Ron Wigg

Personal information
- Date of birth: 18 May 1949
- Place of birth: Great Dunmow, England
- Date of death: 3 July 1997 (aged 48)
- Place of death: Ohio, United States
- Position: Striker

Senior career*
- Years: Team / Apps / (Gls)
- 1967–1970: Ipswich Town / 37 / (14)
- 1970–1972: Watford / 97 / (20)
- 1972–1974: Rotherham United / 65 / (22)
- 1974–1976: Grimsby Town / 63 / (12)
- 1976–1977: Barnsley / 18 / (5)
- 1977–1979: Scunthorpe United / 50 / (7)
- 1979–1980: Columbus Magic / 27 / (13)
- 1979–1980: Cleveland Force (indoor) / 10 / (5)

Managerial career
- Columbus Capitals

= Ron Wigg =

English footballer (1949–1997)

Ron Wigg (18 May 1949 – 3 July 1997) was an English professional football striker who spent most of his career in England before ending it in the American Soccer League.
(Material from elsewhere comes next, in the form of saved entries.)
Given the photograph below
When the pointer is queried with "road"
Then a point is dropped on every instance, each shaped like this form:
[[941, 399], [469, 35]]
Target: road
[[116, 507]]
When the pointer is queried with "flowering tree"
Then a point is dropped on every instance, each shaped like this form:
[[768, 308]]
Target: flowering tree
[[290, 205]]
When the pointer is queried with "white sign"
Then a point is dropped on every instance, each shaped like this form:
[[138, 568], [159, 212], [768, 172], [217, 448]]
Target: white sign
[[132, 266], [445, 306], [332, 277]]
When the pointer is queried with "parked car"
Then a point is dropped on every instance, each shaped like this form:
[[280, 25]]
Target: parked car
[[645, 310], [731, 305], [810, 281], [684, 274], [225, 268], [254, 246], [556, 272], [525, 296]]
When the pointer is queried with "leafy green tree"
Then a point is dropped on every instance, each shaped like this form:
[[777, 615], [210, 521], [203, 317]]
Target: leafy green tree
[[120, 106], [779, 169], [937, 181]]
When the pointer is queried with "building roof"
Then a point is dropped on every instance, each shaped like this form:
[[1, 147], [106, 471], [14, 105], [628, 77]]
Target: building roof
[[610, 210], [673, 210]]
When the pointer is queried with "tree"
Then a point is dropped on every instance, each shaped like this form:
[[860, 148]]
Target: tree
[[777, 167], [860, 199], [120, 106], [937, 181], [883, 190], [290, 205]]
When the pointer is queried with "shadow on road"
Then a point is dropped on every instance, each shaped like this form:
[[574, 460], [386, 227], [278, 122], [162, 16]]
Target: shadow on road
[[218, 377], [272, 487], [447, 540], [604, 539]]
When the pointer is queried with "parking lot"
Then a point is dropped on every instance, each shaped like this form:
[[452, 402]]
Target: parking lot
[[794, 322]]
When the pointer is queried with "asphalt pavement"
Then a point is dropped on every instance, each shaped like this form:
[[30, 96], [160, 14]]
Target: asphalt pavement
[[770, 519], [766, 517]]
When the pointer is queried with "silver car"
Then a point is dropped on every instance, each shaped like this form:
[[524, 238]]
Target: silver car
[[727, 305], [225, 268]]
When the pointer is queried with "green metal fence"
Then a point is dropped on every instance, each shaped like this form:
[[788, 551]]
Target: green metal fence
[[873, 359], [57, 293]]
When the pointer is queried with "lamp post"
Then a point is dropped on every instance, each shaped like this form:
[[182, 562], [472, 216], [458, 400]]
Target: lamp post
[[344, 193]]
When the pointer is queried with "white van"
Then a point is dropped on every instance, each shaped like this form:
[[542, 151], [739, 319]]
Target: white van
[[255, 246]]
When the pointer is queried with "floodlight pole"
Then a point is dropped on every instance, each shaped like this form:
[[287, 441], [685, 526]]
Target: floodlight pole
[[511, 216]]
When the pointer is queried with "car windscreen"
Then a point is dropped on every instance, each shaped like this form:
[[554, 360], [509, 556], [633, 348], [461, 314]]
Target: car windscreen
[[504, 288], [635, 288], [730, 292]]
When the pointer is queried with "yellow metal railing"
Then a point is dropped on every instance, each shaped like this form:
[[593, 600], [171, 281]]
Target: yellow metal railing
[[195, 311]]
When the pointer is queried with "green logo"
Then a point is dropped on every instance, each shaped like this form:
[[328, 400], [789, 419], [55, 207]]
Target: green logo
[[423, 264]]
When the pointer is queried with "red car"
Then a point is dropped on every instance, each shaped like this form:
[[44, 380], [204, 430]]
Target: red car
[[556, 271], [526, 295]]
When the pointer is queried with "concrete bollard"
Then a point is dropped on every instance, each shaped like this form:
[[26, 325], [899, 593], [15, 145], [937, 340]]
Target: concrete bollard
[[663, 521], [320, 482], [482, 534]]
He then coached for seventeen years in the United States at both the youth and professional levels.

==Player==
In 1979, Wigg moved to the United States where he signed with the Columbus Magic of the American Soccer League. That season, he scored thirteen goals in twenty-seven matches as the Magic fell to the Sacramento Gold in the championship game. That fall, he signed with the Cleveland Force of the Major Indoor Soccer League. He played only ten games, but still scored five goals. He finished his career in 1980 with the Magic.

==Coach==
Following his retirement, he remained in Ohio where he held a variety of coaching positions. In 1983, he coached Saint Charles Preparatory School to the Ohio State AA soccer championship. He also coached the Columbus Capitals in the American Indoor Soccer Association. At the time of his death, he was the Ohio South Youth Soccer Association Director of Coaching and Soccer Education.